To our knowledge the effects of n-3 fatty acid deficiency on inflammatory signaling and central 5-HT turnover have not been systematically investigated in vivo. Evaluation in clinical populations is complicated by difficult-to-control variables that influence n-3 fatty acid status, inflammation, and/or monoamine turnover, including medications, diet, genes, and multiple life-style variables. Therefore, a more definitive evaluation requires an animal model so that these variables can be obviated or systematically manipulated, and central effects directly investigated. In the present study, we determined the effect of chronic dietary n-3 fatty acid deficiency and repletion on peripheral indices of constitutive pro-inflammatory signaling activity, including plasma inflammatory markers (IL-6, TNFα, CRP), liver n-6 fatty acid biosynthesis and membrane AA composition, and central monoamine turnover. Our central hypothesis was that n-3 fatty acid deficiency would lead to coordinated elevations in liver n-6 fatty acid biosynthesis and membrane AA composition, pro-inflammatory signaling, and central 5-HT turnover.
2.1. Diets
Diets were either α-linolenic acid (ALA, 18:3n-3)-fortified (ALA+, TD.04285) or ALA-free (ALA-, TD.04286)(Harlan-TEKLAD, Madison, WI).

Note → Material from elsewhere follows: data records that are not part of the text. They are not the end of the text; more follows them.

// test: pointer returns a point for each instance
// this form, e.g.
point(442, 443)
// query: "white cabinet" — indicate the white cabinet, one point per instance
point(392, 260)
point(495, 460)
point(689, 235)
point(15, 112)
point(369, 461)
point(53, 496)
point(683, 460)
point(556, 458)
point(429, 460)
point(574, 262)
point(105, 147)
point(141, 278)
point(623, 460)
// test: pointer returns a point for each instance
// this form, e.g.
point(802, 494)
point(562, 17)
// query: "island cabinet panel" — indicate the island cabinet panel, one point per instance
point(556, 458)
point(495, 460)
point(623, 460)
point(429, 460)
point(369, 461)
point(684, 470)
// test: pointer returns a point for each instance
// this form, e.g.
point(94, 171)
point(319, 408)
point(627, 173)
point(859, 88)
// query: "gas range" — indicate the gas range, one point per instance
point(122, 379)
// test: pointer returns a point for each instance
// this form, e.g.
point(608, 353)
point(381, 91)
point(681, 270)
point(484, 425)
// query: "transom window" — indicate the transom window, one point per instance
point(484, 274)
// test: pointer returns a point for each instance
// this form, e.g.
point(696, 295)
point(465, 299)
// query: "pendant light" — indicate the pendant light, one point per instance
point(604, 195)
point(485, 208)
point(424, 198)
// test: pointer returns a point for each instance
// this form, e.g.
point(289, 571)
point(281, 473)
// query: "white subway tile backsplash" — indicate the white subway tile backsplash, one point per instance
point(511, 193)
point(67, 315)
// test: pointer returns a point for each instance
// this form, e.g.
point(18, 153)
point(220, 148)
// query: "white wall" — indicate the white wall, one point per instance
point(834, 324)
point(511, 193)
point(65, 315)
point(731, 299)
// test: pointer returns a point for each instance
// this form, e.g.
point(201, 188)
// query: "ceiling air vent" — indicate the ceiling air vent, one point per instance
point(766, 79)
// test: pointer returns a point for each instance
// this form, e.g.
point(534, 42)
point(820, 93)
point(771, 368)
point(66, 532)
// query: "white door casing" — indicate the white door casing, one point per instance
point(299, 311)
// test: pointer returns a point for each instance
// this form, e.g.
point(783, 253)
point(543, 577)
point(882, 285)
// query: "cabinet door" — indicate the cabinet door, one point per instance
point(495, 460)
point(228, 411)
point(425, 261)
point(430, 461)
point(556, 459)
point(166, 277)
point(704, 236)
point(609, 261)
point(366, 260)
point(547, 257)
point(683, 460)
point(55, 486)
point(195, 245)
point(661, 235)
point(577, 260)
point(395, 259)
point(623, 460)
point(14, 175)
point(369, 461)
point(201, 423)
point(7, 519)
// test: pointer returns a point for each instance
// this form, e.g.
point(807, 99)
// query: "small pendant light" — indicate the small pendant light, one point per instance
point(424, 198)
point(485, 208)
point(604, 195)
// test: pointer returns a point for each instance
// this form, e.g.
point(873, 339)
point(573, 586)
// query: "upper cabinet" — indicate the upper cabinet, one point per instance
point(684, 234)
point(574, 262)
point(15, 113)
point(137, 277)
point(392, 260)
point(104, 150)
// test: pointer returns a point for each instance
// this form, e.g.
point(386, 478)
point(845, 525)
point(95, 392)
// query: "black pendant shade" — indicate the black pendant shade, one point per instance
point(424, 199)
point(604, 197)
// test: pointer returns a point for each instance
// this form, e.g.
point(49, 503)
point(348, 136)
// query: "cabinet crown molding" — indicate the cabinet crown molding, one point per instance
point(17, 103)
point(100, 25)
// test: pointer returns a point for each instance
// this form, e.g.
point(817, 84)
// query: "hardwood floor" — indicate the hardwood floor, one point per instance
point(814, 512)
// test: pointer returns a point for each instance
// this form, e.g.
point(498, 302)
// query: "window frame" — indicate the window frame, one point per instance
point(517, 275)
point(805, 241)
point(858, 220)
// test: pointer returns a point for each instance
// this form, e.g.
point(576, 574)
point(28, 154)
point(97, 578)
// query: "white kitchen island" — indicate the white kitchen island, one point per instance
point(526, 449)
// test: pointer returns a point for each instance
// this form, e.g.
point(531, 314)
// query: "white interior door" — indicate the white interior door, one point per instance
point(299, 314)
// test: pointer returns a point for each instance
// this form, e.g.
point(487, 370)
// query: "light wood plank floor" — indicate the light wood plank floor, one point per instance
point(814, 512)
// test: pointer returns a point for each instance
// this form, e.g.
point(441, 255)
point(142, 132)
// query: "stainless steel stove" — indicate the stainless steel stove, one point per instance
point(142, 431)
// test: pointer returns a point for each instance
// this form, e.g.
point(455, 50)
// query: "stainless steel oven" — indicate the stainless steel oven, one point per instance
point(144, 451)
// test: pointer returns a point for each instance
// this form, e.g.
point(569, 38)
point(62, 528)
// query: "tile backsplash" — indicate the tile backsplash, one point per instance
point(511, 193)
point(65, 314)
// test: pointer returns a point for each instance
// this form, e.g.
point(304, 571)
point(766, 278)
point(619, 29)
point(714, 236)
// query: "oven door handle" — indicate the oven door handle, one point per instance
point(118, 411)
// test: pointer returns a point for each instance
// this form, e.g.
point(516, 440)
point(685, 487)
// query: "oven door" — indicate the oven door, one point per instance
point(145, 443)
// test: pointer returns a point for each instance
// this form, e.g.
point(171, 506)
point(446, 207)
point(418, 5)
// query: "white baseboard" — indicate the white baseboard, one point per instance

Both diets were matched for all non-fat nutrients (casein (vitamin-free) 200 g/kg, L-cystine 3 g/kg, sucrose 270 g/kg, dextrose monohydrate 99.5 g/kg, corn starch 200 g/kg, maltodextrin 60 g/kg, cellulose 50 g/kg, mineral mixture AIMN-93G-MX 35 g/kg, vitamin mixture AIN-93-VX 10 g/kg, choline bitartrate 2.5 g/kg, TBHQ (antioxidant) 0.02 g/kg). Both ALA+ and ALA- diets contained n-3 fatty acid-free hydrogenated coconut (45 g/kg) and safflower (19 g/kg) oils, and the ALA+ diet additionally contained ALA-containing flaxseed oil (6 g/kg). Analysis of diet fatty acid composition by gas chromatography confirmed that the ALA- diet did not contain ALA, but was matched with the ALA+ diet in saturated fatty acids (C8:0, C10:0, C12:0, C14:0, C16:0, C18:0), monounsaturated fatty acids (18:1n-9), and n-6 fatty acids (18:2n-6, linoleic acid, 22% of total fatty acid composition)(see Table 1 in [27]). ALA represented 4.6% of total fatty acid composition in the ALA+ diet. Neither diet contained preformed long-chain n-3 or n-6 fatty acids including DHA and AA, respectively.
2.2. Animals
Male offspring bred in-house to nulliparous female Long-Evans hooded rats were used. For perinatal ALA deficiency, dams were fed the ALA- diet for 1 month prior to mating through weaning, and male offspring were maintained on the ALA- diet post-weaning (P21) to adulthood (P100). Controls were born to dams maintained on the ALA+ diet, and received the ALA+ diet post-weaning (P21) to adulthood (P100). Repleted rats were offspring of dams maintained on the ALA- diet, and switched to ALA+ diet post-weaning (P21) to adulthood (P100). Rats were housed 2 per cage with food and water available ad libitum, and maintained under standard non-barrier vivarium conditions (i.e., not specific pathogen-free) on a 12:12 h light:dark cycle. Food intake (g/kg/d) over three separate 3-day periods and endpoint body weight (kg) were determined. Rats were sacrificed by decapitation on P100 during the light portion of the cycle in a counterbalanced manner. Trunk blood was collected into EDTA-coated tubes, plasma isolated by centrifugation, and erythrocytes washed 3× with 4°C 0.9% NaCl. The brain was dissected on ice to isolate the frontal cortex (olfactory tubercle and residual striatal tissue were removed), hypothalamus, and ventral striatum, which were flash frozen in liquid nitrogen. Liver was harvested and flash frozen in liquid nitrogen. All samples were immediately stored at −80 °C. All experimental procedures were approved by the University of Institutional Animal Care and Use Committee, and adhere to the guidelines set by the National Institutes of Health.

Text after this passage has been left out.